I would be very keen to not give the impression that users need to convert their code to functional in order to run it through thunder.
That is certainly not part of the plan. Do you have suggestions on what should be changed to avoid making this impression?
Is there a particular reason for starting at a functional transformer here?
It's the simplest form of PyTorch code apart from the imperative style without any functions.
I would venture that the same code with the computation in forward and weights as modules would work as well?
Of course, LitGPT is an example of that.
That is certainly not part of the plan. Do you have suggestions on what should be changed to avoid making this impression?
I think it's mainly a wording thing. The initial wording looked a bit like the functional part was the key to get it to run with thunder, e.g.
This will give us some insight into how to convert a PyTorch module into a simple "functional" Python function, allowing for seamless integration with Thunder.
seems quite odd to me.
At the other end of the spectrum would be something like "Usually, you can just apply thunder.jit to any PyTorch Module and this is the recommended way, but today we want to use thunder.jit with a transformer that is implemented as a function. Along the way find highlight a couple of things are not supported by thunder (yet?) and change them...."
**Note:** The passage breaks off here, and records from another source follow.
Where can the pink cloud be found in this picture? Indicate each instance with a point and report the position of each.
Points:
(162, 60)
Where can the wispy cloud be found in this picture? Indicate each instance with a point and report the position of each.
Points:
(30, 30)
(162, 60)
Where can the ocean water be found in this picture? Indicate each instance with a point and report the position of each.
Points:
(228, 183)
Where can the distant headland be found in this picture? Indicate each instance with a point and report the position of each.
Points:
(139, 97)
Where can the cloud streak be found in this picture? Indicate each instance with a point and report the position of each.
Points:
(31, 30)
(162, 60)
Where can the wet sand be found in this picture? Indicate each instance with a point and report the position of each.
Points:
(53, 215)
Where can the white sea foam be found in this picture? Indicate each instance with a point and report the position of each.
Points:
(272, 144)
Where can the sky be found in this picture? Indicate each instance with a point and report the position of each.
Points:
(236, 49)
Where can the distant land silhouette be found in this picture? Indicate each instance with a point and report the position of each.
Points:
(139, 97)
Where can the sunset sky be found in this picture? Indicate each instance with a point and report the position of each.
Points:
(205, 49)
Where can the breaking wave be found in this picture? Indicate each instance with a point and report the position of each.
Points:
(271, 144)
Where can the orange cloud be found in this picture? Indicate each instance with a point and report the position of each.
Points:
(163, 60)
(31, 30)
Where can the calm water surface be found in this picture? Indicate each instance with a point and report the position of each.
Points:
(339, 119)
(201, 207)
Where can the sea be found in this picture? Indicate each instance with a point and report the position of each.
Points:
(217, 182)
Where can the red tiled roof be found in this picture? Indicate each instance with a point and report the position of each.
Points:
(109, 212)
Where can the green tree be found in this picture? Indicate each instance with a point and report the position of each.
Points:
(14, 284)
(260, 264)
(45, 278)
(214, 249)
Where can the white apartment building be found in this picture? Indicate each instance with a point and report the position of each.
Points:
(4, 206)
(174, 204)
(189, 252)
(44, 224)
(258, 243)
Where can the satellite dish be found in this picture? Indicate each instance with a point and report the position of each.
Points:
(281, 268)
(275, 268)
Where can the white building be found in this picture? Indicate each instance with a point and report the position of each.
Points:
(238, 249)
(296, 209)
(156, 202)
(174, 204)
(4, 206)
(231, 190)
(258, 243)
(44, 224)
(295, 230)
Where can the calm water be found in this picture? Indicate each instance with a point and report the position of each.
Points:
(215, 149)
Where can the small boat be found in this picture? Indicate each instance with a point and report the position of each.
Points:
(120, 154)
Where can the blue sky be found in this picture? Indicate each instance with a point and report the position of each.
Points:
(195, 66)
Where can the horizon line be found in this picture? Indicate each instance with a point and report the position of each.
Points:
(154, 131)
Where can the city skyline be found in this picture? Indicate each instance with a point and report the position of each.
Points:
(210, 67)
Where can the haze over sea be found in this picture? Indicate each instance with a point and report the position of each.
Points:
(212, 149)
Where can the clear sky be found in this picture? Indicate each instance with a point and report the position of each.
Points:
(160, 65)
The other part is that, jitting a module and grabbing the thunder.last_traces(tm) would also give you a fully functional transformer, and indeed there are cases when this is very useful.
Hi @t-vi @IvanYashchuk , I rephrased a bit, the main purpose of this notebook is to give an example of writing a simple functional python function for a pytorch module and thunder can also apply to this version. there's no implication that the function needs to be converted in any specific way to be compatible with Thunder. Sorry for the confusion of the initial draft. and I hope this revision more accurately conveys my intention, please help to take a look if I express what I meant
If we run this notebook in CI using the hugging face weights, the HF_TOKEN is needed and the weight is needed to download in Meta-Llama-3-8B/consolidated.00.pth under the same folder of the notebook
I think it would be OK to skip it in the CI. (We have not been running full models in it.)
If we run this notebook in CI using the hugging face weights, the HF_TOKEN is needed and the weight is needed to download in
Meta-Llama-3-8B/consolidated.00.pthunder the same folder of the notebook
Is there any other popular model that is not behind a registration wall?
@lantiga, @t-vi could you please review this new tutorial?
@lantiga, @t-vi could you please review this new tutorial?
The other question I'd have is if our use of the code is OK here (did we ask the gist author, do we think that the notebook is affected by the copyright of the gist)?
I've left a message to the author on the gist, hopefully we'll get some feedback soon.
Supergood!
In a v2 (absolutely not required in this PR), it might be interesting to compare functional version built here to the computation trace from jitting LitGPT.